The Impact of FDA Tobacco Legislation on State Tobacco Control Efforts - June 29th, 2009
Information provided by the Campaign for Tobacco-Free Kids:
The FDA tobacco legislation signed into law preserves the rights of states to raise tobacco tax rates, implement and enforce comprehensive smoke-free laws, adequately fund strong state tobacco prevention programs, enhance access to smoking cessation, and take any actions to restrict the sale and distribution of tobacco products. It also expands what states can do to prohibit or restrict tobacco product marketing.
Consistent with the way the FDA regulates other products under its jurisdiction, the passage of the legislation will block states from taking action specifically to regulate the structure of any tobacco product that is subject to FDA regulation – except that states are left free to pass any fire-safe cigarette laws.
The FDA tobacco legislation, once fully implemented, will establish a range of new marketing restrictions and other measures that will apply nationwide to complement state tobacco prevention efforts and will provide assistance to states to implement their laws restricting sales to youth.

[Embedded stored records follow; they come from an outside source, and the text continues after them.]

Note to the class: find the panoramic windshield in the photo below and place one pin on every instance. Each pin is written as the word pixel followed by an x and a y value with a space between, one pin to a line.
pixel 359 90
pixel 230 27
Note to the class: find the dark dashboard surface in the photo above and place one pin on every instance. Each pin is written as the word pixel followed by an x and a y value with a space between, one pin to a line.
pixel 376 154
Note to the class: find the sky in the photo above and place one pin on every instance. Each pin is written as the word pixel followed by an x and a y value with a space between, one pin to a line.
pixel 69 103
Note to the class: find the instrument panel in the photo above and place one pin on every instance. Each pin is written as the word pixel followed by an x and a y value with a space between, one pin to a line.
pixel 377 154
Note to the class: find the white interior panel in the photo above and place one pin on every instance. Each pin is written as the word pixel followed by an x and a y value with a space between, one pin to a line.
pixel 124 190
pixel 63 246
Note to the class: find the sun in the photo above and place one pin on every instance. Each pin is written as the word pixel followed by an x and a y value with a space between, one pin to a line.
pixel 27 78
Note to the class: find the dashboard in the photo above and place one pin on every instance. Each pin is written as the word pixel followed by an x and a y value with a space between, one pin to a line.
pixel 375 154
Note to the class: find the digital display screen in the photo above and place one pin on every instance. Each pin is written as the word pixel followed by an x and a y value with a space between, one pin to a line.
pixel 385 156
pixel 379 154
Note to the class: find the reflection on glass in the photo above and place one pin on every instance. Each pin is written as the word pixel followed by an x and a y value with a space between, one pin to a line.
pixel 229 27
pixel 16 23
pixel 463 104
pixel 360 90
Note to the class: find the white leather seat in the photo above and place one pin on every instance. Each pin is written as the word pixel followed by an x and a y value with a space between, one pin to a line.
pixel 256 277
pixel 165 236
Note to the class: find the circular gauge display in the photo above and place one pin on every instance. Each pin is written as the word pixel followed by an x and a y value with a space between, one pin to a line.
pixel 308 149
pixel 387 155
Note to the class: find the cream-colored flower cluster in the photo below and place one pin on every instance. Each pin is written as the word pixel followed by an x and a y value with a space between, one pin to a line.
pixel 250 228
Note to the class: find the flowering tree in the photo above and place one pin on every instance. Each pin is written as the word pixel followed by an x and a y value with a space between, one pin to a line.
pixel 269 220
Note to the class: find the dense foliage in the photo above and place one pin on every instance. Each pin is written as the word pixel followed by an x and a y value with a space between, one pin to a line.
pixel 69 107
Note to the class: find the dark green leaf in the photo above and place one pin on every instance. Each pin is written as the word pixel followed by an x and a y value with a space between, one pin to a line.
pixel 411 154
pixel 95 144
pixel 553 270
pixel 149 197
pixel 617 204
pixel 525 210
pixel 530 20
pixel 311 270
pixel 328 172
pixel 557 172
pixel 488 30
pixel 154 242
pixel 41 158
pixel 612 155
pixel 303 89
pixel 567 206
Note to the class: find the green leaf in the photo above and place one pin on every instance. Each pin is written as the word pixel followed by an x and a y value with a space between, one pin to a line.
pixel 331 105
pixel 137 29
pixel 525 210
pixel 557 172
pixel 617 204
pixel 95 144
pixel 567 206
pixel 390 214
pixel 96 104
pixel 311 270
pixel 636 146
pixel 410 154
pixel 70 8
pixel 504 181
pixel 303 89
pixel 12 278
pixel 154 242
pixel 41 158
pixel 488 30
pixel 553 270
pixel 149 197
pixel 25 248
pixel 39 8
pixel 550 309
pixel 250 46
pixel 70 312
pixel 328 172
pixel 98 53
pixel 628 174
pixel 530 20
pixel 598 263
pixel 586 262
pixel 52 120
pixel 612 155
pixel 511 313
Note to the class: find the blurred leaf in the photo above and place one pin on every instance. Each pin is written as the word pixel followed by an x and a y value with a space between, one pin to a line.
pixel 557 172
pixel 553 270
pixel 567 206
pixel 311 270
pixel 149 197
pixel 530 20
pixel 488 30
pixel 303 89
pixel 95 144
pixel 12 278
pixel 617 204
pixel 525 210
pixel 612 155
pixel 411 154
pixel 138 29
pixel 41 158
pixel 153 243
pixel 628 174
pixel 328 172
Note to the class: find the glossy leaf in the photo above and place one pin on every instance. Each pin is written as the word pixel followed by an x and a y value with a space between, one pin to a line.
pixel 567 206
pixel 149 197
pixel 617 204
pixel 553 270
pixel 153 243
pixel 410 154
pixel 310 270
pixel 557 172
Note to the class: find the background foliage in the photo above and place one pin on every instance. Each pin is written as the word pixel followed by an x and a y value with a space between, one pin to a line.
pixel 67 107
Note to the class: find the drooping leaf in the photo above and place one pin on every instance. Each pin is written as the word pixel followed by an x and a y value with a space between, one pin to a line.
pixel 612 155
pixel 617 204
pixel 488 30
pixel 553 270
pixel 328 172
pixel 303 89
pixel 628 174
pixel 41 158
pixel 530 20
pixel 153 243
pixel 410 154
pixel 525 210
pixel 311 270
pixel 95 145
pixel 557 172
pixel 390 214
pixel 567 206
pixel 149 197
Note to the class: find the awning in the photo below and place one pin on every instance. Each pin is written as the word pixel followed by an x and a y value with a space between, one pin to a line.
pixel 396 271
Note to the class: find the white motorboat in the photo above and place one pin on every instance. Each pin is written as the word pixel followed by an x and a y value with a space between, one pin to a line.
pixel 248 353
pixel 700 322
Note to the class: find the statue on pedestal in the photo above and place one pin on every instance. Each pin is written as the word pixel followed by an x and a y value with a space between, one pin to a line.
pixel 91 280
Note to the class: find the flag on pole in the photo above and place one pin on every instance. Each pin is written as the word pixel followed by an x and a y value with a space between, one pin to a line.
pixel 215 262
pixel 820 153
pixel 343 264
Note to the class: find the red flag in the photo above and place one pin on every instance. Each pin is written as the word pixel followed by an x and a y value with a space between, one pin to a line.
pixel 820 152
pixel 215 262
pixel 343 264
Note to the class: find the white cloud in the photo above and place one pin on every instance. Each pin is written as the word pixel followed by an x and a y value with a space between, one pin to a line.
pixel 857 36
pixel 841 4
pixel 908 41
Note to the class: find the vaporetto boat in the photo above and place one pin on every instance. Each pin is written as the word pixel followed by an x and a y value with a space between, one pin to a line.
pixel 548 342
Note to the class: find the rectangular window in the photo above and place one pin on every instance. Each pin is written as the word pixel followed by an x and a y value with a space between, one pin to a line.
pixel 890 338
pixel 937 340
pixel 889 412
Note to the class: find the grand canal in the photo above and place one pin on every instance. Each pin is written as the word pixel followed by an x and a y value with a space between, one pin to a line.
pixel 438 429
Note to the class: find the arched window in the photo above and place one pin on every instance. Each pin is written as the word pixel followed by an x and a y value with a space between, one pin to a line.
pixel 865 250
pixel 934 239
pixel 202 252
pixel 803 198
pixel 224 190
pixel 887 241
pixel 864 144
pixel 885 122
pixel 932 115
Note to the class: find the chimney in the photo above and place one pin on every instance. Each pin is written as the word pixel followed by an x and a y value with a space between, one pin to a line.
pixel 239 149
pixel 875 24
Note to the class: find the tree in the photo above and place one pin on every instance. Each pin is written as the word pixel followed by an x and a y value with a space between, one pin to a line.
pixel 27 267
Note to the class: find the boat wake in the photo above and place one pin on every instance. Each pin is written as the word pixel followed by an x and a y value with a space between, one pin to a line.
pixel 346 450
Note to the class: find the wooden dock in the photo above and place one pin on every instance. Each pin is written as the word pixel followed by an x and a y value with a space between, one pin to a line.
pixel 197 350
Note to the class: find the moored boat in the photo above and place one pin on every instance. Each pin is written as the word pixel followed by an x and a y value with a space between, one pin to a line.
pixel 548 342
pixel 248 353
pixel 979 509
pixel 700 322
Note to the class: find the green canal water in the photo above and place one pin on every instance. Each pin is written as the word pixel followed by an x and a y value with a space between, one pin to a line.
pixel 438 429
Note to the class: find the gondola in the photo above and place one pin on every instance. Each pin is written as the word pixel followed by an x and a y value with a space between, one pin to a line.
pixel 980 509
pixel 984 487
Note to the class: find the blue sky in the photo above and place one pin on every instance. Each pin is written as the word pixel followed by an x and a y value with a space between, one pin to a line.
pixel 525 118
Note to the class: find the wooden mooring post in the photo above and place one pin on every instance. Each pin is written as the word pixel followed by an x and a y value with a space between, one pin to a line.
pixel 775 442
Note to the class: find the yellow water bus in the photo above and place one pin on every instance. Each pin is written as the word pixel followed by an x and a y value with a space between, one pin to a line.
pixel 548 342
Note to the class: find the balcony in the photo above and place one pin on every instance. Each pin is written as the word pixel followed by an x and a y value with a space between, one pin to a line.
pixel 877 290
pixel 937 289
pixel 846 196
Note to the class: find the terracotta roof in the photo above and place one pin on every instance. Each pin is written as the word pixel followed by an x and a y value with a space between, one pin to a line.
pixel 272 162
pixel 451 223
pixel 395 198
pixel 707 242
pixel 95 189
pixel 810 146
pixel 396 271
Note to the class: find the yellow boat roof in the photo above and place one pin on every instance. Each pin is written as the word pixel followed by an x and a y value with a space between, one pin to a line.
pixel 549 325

Expanded State Authority to Restrict Cigarette Advertising and Promotion. For many years, the Federal Cigarette Labeling and Advertising Act (FCLAA) has preempted states from taking any action, for health purposes, to restrict cigarette advertising or promotion. The passage of the FDA bill changes that by newly allowing states to restrict or regulate the time, place and manner (but not the content) of any cigarette advertising or promotions.
Among other things, states may now for the first time, to the extent permitted under the First Amendment, take action to do such things as:
• Supplement the new FDA requirement that all retail ads for cigarettes and smokeless consist only of black text on white background by applying the same restrictions to cigar and other tobacco product ads;
• Restrict or eliminate “power walls” of cigarettes being offered for sale at retail outlets (which will be the only remaining presentation of cigarette brand logos, labels and colors in retail outlets after the FDA black-text-on-white-background restriction goes into effect);
• Limit the number or size of tobacco product ads at retail outlets; or
• Require that all tobacco products or tobacco product ads be kept away from cash registers in order to reduce impulse purchases by smokers trying to quit.
As noted above, the states will still have to comply with First Amendment protections for commercial speech. This requires creating a strong legislative history and a substantial evidentiary record that shows that the restrictions address a form of marketing that is of legitimate government concern and that the regulation will directly advance the substantial government interest of preventing youth tobacco use, reducing adult tobacco use or otherwise protecting and promoting public health. It is also necessary to show that the regulations will leave tobacco companies still reasonably able to communicate truthful information to their legal adult customers; and are reasonably related to the government interests they seek to address.
No Impact on the Forms of State Tobacco Control Activity that States have Traditionally Exercised. With the passage of the FDA tobacco legislation, state and local governments remain free to pursue those key policies – such as smoke-free laws, restrictions on sales to youth and other sales restrictions, tobacco tax increases, increased tobacco prevention program funding, and enhanced access to tobacco cessation services – that states have used to prevent and reduce tobacco use. More broadly, the FDA legislation also does nothing to restrict states from adopting and enforcing measures to restrict youth or adult access to tobacco products or to do anything else to regulate or restrict the sale, distribution, and possession of tobacco products. The legislation leaves the states free to prohibit the sale of cigarettes or any other tobacco products, either totally, to persons of any age, to change the age of sale or to restrict sales to just at certain specified locations (e.g., by prohibiting sales at pharmacies or other health facilities, or at college campuses or any other locations frequented by youth).
Limits on State Regulation of the Tobacco Products Themselves. As with the laws giving FDA authority to regulate other products, the passage of the FDA tobacco legislation will provide FDA with exclusive authority in such areas as establishing tobacco product standards, prohibiting adulterated or misbranded tobacco products, establishing labeling requirements, implementing and enforcing manufacturing standards, and regulating modified risk tobacco products. These provisions remove state authority in these areas for products for which FDA jurisdiction has been asserted under the Act – in order to provide for consistent national standards. But the bill does expressly allow states to continue to pass and enforce state “fire-safe” cigarette laws; and the states are left free to impose additional reporting requirements (including ingredient disclosures) on tobacco product manufacturers if there is any information FDA was not getting or not sharing that the states consider useful to have.
The authority of the FDA to regulate the product itself is one of the most important provisions of the bill because it gives the agency the authority to do such things as require changes to existing or new products to make them less harmful or less addictive. Because such product regulation is complex and requires considerable oversight and testing expertise and capacity, the states have not regulated the content of tobacco products (beyond “fire-safe” cigarette laws and bans on flavored cigarettes).